Question with Complex Numbers

Answer 1

If \(z = x + iy\) where \(y ≠ 0\) and \(1+ z^2 ≠ 0\), show that the number \(w=\dfrac{z}{1+z^2}\)is real only if \(|z| = 1\)

Answer 2

would it help if i prove the converse?

Answer 3

What is the converse, @divu.mkr?

Answer 4

it's the reversed version of a statement

Answer 5

that if |z| = 1 then 'w' is real?

Answer 6

for example. if A then B is the original statement
the converse would be If B then A
and I'm going in and out of the question, my openstudy is real bad

Answer 7

Sure, if that works @divu.mkr

Answer 8

I dont know how to use latex... so try to understand
just use this (z)(z bar) = |z|^2 so z=1/zbar
and if a complex number is real then w= w bar
take bar on both the sides replace 'z bar' by z
they will become same

Answer 9

So, \(z\times \overline{z}=|z|^2\)
Therefore, \(z=\dfrac{1}{\overline{z}}\)

I don't get what you mean if a complex number is real, then w = w bar

Answer 10

when we take a bar over a complex number the sign of the complex quantity reverses
so if the complex number is purely real then there will be no change in the complex number as the complex quantity is absent

Answer 11

\[\bar{z} \]

Answer 12

latex is \bar{insertsomethinghere} for the bar over the area

Answer 13

Ahh, I see.

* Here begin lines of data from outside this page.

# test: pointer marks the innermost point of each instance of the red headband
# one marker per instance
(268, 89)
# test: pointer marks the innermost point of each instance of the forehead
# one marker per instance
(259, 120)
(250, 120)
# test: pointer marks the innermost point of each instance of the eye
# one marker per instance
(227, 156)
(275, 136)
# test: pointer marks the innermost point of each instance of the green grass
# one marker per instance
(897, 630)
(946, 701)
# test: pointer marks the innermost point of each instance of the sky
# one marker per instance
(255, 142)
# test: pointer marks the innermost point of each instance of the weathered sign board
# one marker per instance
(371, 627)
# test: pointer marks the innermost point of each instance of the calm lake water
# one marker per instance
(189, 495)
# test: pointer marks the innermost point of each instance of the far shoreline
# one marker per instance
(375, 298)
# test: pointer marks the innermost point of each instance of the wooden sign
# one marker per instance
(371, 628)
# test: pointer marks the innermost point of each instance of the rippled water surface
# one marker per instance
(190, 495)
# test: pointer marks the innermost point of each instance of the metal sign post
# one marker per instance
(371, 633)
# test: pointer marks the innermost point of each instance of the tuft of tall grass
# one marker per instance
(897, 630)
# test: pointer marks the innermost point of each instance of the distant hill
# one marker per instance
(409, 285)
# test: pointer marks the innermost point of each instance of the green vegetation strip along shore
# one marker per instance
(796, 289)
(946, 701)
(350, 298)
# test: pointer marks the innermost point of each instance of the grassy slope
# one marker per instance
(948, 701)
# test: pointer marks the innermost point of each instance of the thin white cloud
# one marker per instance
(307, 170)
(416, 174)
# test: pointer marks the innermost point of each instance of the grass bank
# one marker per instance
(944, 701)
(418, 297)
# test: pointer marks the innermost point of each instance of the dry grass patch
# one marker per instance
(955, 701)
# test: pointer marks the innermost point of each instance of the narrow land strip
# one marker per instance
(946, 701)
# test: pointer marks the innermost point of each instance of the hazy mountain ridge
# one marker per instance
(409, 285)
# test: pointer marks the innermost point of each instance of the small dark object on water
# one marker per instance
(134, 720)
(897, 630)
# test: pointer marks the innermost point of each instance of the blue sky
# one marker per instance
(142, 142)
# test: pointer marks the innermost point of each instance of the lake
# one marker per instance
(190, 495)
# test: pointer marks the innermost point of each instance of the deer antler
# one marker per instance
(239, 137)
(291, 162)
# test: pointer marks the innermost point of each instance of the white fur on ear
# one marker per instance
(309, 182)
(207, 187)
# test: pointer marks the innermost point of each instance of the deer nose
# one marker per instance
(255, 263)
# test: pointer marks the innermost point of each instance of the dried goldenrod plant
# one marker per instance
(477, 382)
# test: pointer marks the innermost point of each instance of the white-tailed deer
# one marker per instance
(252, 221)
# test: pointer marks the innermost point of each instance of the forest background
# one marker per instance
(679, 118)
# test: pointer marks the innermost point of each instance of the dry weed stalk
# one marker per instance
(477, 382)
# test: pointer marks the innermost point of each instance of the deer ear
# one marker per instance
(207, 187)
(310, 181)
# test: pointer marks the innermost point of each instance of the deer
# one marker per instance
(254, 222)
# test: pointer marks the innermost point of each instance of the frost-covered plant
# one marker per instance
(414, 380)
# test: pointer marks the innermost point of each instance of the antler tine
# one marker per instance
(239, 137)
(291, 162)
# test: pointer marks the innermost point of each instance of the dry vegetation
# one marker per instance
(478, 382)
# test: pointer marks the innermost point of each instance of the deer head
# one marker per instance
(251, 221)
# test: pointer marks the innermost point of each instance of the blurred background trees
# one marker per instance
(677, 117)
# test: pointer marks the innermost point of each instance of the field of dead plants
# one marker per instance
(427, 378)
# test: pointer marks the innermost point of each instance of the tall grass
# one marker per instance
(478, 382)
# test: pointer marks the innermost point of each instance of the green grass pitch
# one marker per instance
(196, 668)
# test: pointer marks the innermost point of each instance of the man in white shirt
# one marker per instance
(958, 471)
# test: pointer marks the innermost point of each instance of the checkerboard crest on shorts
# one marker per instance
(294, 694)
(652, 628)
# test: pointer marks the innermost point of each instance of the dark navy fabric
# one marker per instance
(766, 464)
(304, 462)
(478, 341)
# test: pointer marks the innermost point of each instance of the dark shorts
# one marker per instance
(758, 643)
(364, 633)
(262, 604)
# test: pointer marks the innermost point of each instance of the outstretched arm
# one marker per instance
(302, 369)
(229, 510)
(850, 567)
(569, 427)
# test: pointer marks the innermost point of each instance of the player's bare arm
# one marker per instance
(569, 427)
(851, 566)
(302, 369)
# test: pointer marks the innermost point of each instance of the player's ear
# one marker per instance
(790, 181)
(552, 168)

So, \(w\) is a complex number (cause you are dividing a complex by a complex), but since we have established its real, its conjugate should be the same..?

Answer 14

Cause there is no imaginary component?

Answer 15

yep, exactly

Answer 16

Great :)
So, we turn:
\[\huge{w=\frac{z}{1+z^2}}\]
To
\[\huge{\overline{w}=\frac{\overline{z}}{\overline{1+z^2}}}\]

Answer 17

Right..?

Answer 18

yep now just one of them

Answer 19

\[\huge{w}=\frac{\frac{1}{z}}{1+(\frac{1}{z})^2}\]?

Answer 20

yeah doing good

Answer 21

but it will be w bar

Answer 22

Didn'w we say w = w bar tho?

Answer 23

@divu.mkr?

Answer 24

you substituted in wrong eqn ...just saying that